1990    Achat d’une parcelle et création d’un atelier en plein air.
Dès 1990 parallèlement à son activité dans l’enseignement, développe ses recherches plastiques et picturales,
tout en exposant régulièrement en Suisse et à l’étranger

2005    Editions Vie Art Cité, monographie « Luc Tiercy – Dialoguer avec la nature »

2008    DVD « Sculpture sur pierre : de la nature à l’exposition – le sculpteur face à sa pierre ». Deux films du réalisateur Marc Dallon, D.I.P.(Genève)

« Mon travail prend essentiellement racine dans et avec la nature. J’y ramasse et sculpte des matériaux nobles comme le bois et la pierre. Du reste, mon atelier est en plein air et perdu en rase campagne.

Mon premier geste est l’observation ; m’arrêter et regarder, prendre le temps, imaginer, être à l’écoute de ce qui est là, à mes pieds, devant mes yeux… Choisir, ramasser, ramener à l’atelier… même si je ne sais pas encore ce que je vais en faire.

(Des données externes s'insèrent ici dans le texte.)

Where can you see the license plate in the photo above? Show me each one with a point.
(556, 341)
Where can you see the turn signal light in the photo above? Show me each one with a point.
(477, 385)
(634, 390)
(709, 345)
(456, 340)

Je vais généralement chercher mes pierres aux abords des carrières, en cherchant dans les déchets et la caillasse. La forme brute, la couleur, une veine, peuvent être le départ d’une sculpture. Je cherche à révéler, à mettre en valeur ces caractéristiques. J’observe, je vais d’étape en étape, je ne sais pas quel sera le résultat final: c’est un dialogue au coup par coup. Un autre départ possible, c’est le dessin, la maquette, puis la recherche du bloc en marbrerie pour réaliser le projet.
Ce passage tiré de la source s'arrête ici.